Added README

proofpoint · Oct 13, 2011 · 561d749 · 561d749
1 parent bfa06e8
commit 561d749
Showing 1 changed file with 119 additions and 0 deletions.
diff --git a/README.md b/README.md
@@ -0,0 +1,119 @@
+# JSON Serde for Hive
+
+## Features
+
+* Full support for arrays, maps and structures
+* Automatic column to field mapping using table DDL
+* Map keys are case-insensitive for convenience
+* Optional ignoring of bad records
+
+## Setup
+
+Compile using `mvn clean package`, or download the release JAR:
+
+    curl -L http://bit.ly/mRYaNB > hive-serde-1.0.jar
+
+Register the JAR with Hive:
+
+    add jar hive-serde-1.0.jar;
+
+## Examples
+
+### Simple Table
+
+Create the table:
+
+    CREATE EXTERNAL TABLE message (
+      messageid string,
+      messagesize int
+    )
+    ROW FORMAT SERDE 'com.proofpoint.hive.serde.JsonSerde'
+    LOCATION '/tmp/json';
+
+Corresponding JSON record:
+
+    {
+      "messageId": "34dd0d3c-f53b-11e0-ac12-d3e782dff199",
+      "messageSize": 12345
+    }
+
+Notice that the JSON field names can contain upper case characters.
+
+### Ignoring Errors
+
+Create a table and set the `errors.ignore` serde property:
+
+    CREATE EXTERNAL TABLE message (
+      messageid string,
+      messagesize int
+    )
+    ROW FORMAT SERDE 'com.proofpoint.hive.serde.JsonSerde'
+    WITH SERDEPROPERTIES ('errors.ignore' = 'true')

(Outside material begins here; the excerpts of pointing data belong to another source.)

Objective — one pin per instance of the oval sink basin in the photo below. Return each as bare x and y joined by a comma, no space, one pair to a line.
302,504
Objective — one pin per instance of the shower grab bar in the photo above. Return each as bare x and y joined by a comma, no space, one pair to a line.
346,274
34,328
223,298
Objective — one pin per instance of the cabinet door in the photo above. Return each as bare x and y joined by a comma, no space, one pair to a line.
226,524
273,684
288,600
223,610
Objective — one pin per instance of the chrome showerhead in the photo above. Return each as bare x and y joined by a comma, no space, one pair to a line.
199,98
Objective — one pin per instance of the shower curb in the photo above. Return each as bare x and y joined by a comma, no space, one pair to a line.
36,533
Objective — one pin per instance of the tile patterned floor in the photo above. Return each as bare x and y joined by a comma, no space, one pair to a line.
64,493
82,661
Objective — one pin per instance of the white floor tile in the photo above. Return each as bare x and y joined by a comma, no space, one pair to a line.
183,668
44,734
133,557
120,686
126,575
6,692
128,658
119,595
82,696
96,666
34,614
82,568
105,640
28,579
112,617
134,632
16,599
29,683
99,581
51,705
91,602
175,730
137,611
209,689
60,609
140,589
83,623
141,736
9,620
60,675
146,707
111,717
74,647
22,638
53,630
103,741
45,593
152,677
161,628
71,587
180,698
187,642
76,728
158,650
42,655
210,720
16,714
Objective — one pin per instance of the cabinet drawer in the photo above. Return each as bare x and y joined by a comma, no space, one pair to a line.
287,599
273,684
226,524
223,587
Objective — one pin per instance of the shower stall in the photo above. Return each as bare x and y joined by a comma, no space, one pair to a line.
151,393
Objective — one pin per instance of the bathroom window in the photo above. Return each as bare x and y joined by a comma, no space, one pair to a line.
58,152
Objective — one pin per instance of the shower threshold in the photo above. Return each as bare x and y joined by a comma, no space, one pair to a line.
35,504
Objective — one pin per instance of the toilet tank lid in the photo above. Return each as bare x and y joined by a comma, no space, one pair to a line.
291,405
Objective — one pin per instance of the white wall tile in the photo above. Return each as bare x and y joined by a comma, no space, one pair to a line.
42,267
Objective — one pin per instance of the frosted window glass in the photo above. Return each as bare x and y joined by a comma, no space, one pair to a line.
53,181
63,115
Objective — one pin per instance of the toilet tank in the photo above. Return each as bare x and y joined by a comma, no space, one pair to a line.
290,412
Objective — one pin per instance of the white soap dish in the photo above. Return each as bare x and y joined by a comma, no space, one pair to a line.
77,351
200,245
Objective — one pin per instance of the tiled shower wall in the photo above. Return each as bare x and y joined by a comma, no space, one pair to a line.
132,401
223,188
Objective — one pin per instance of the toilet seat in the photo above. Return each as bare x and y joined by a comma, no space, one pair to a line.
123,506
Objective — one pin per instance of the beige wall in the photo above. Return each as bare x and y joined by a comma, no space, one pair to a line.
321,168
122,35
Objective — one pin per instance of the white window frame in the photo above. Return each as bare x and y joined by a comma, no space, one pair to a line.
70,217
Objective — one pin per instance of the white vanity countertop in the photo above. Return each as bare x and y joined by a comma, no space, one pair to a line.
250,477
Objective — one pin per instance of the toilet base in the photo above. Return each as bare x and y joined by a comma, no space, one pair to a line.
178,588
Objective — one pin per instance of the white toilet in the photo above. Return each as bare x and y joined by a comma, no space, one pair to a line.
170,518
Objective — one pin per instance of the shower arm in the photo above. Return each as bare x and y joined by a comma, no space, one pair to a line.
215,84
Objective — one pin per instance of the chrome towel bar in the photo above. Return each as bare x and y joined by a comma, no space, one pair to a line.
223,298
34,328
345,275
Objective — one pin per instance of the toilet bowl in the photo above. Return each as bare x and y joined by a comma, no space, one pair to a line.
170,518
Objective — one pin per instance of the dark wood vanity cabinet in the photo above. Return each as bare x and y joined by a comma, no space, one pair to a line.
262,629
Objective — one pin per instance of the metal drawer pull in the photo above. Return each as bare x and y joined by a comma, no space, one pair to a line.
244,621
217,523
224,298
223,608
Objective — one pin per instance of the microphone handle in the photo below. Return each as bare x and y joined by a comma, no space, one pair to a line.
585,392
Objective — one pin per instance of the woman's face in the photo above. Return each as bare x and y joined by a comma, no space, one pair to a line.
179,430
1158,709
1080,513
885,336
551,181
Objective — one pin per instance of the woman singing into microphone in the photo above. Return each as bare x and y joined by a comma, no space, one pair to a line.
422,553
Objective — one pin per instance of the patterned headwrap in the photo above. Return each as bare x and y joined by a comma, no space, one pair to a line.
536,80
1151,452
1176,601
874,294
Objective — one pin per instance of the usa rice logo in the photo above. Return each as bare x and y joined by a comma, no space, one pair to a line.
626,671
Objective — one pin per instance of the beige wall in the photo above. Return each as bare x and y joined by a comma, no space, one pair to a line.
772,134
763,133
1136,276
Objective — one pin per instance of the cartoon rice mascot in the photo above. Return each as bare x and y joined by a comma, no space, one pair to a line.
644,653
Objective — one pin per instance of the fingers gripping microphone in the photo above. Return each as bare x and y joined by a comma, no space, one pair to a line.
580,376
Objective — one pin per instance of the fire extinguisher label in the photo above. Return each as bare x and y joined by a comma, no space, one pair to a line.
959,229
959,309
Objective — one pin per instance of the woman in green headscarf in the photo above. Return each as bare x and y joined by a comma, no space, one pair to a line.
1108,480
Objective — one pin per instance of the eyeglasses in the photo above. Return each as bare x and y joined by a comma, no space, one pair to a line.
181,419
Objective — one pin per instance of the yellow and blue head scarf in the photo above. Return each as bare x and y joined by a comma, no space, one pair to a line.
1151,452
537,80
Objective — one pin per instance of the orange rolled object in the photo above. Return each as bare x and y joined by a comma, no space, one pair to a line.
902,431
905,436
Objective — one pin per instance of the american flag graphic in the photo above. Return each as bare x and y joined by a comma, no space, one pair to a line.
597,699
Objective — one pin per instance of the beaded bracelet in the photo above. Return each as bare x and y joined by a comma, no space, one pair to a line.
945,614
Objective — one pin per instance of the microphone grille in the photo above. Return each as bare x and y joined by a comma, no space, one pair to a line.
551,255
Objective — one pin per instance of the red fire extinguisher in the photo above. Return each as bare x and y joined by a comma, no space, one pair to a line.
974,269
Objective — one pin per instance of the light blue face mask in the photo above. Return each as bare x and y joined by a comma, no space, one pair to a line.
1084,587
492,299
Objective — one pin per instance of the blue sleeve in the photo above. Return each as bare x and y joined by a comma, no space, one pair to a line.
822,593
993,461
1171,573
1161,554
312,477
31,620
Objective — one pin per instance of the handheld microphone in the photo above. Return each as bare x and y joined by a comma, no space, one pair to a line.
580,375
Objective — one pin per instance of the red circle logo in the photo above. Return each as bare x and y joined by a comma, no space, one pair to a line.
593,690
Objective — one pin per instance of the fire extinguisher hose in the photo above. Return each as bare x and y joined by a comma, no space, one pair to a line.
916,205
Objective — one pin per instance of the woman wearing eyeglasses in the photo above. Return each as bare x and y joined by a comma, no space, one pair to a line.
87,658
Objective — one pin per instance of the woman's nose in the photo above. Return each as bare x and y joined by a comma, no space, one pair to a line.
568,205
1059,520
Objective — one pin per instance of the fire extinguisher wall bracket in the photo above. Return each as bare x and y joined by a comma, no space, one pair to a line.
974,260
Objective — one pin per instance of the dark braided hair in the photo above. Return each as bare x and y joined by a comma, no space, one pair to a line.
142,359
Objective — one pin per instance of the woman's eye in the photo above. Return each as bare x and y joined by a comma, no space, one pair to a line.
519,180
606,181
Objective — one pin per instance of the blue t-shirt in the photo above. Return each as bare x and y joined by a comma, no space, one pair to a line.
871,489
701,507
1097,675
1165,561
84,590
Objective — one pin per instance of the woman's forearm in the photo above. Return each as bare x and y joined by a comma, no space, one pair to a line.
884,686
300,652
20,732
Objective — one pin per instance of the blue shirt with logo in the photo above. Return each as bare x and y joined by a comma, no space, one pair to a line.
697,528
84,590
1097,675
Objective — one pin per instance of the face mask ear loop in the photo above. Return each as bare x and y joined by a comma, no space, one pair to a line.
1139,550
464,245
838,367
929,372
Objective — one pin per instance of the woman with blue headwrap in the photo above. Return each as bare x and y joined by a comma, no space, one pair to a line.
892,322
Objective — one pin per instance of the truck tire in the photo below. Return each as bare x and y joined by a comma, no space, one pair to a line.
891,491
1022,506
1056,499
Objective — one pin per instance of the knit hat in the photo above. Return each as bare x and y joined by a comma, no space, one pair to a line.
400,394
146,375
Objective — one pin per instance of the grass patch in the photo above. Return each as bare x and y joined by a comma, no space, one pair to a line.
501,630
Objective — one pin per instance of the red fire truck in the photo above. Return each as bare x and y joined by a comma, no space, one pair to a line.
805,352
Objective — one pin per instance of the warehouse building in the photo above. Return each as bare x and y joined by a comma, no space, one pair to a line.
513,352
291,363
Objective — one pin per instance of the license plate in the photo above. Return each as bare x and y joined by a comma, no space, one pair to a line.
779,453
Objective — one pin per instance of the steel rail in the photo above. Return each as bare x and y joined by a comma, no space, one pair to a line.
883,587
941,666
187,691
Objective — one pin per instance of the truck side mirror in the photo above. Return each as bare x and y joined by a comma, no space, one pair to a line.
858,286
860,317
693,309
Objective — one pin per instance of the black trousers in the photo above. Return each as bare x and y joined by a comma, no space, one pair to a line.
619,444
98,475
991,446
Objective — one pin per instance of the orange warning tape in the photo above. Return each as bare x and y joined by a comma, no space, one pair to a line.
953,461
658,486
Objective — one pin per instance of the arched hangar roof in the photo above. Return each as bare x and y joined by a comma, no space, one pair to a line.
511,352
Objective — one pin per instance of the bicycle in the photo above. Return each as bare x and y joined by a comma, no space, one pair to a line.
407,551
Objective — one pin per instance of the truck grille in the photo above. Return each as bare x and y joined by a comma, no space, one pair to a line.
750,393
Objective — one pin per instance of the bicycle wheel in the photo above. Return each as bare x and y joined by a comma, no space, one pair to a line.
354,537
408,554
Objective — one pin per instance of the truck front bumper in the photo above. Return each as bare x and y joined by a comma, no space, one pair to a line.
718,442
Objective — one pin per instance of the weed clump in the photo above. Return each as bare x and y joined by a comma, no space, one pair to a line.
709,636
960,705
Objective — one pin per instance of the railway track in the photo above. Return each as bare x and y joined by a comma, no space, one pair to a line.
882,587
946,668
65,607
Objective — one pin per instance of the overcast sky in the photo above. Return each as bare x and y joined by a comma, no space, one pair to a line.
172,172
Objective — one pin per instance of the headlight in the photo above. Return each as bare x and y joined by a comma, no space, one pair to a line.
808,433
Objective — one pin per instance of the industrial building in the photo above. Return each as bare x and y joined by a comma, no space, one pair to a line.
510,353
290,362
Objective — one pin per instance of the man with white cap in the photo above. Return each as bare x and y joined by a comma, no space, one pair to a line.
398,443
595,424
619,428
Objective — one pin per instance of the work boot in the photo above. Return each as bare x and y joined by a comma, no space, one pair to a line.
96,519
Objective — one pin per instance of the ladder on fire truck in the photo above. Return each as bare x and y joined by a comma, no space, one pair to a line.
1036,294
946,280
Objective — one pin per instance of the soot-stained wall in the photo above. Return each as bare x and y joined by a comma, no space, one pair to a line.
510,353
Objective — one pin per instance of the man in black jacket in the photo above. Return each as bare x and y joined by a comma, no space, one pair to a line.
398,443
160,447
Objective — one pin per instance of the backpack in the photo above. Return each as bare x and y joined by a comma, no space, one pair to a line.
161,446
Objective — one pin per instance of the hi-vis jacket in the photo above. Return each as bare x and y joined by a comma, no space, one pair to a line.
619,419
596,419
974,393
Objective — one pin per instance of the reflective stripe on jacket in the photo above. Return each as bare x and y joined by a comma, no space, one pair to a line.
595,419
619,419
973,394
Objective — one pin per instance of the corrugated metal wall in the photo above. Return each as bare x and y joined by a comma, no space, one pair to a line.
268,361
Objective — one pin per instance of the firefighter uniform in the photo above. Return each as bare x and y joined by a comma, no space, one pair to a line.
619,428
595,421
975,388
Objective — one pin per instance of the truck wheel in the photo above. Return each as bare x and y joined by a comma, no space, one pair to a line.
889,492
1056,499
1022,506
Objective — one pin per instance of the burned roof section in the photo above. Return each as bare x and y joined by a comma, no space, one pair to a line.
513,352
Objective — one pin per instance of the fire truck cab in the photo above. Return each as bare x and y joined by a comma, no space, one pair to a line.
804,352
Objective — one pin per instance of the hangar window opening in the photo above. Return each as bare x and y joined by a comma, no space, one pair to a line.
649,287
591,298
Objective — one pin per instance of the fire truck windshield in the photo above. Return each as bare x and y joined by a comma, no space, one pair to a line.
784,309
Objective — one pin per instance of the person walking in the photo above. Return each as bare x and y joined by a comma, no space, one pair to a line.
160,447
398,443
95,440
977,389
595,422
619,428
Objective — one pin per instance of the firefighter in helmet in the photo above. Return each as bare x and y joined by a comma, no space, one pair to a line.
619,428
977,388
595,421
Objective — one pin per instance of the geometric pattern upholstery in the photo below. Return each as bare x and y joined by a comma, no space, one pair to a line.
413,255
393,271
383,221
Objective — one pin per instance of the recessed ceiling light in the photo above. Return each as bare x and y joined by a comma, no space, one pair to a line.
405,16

+    LOCATION '/tmp/json';
+
+With the default `errors.ignore` value of `false`, an error in any record
+will cause the entire query to fail.
+
+When set to `true`, if a record has errors, then every column for that
+record will be `NULL`. This is a limitation of the Hive serde API.
+Unfortunately, it is not possible for the serde to cause Hive to skip the
+record entirely. However, if you have a column that is never `NULL`, such
+as the primary key, you can use this column to filter out bad records:
+
+    SELECT * FROM message WHERE messageid IS NOT NULL;
+
+This logic can be encapsulated into a view:
+
+    CREATE VIEW v_message AS
+    SELECT * FROM message WHERE messageid IS NOT NULL;
+
+### Nested Structures
+
+Create the table:
+
+    CREATE EXTERNAL TABLE message (
+      messageid string,
+      messagesize int,
+      sender string,
+      recipients array<string>,
+      messageparts array<struct<
+        extension: string,
+        size: int
+      >>,
+      headers map<string,string>
+    )
+    ROW FORMAT SERDE 'com.proofpoint.hive.serde.JsonSerde'
+    LOCATION '/tmp/json';
+
+Corresponding JSON record:
+
+    {
+      "messageId": "34dd0d3c-f53b-11e0-ac12-d3e782dff199",
+      "messageSize": 12345,
+      "sender": "alice@example.com",
+      "recipients": ["joe@example.com", "bob@example.com"],
+      "messageParts": [
+        {
+          "extension": "pdf",
+          "size": 4567
+        },
+        {
+          "extension": "jpg",
+          "size": 9451
+        }
+      ],
+      "headers": {
+        "Received-SPF": "pass",
+        "X-Broadcast-Id": "9876"
+      }
+    }
+
+Query the table:
+
+    SELECT
+      messageid,
+      recipients[0],
+      SIZE(recipients) AS recipient_count,
+      messageParts[0].extension,
+      headers['received-spf']
+    FROM message;